Empirically, astronauts have also found that assuming a tightly tucked position—with knees flexed to the chest—can provide some relief with SABP. Analgesics may also be used to manage the pain. Other preventive measures that can be combined with resistance exercise include massage therapy, nutritional supplementation to increase vitamin D and caloric intake, and neuromuscular electrical stimulation.^10,14

Spaceflight strips away the constant gravitational force that has shaped human evolution. In doing so, it reveals the remarkable adaptability—and vulnerability—of the human body. The transition to microgravity disrupts spatial orientation and balance, alters cardiovascular dynamics and fluid distribution, and drives bone resorption and muscle atrophy—all of which not only challenge astronauts’ comfort and performance in space, but also compromise postflight recovery and mission readiness.

Over decades of research, a range of countermeasures have been developed to mitigate these effects.
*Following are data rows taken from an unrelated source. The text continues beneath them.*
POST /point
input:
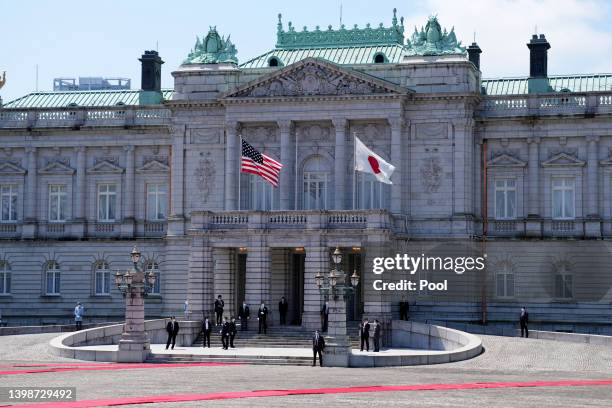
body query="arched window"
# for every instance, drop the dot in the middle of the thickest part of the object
(5, 278)
(379, 58)
(371, 193)
(154, 267)
(53, 276)
(102, 277)
(316, 184)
Structured exercise regimens, pharmacologic interventions, and mechanical aids like lower-body negative pressure suits have all proven valuable in maintaining astronaut health. Yet, despite these advances, no existing countermeasure fully prevents the deconditioning caused by prolonged exposure to microgravity.

As space missions grow longer and more ambitious, gaining a deeper understanding of how the human body adapts to microgravity—and refining the countermeasures that protect it—has become increasingly urgent. Continued innovation in this field is essential to ensure that humanity’s expansion into space remains not only sustainable and safe, but also biologically achievable.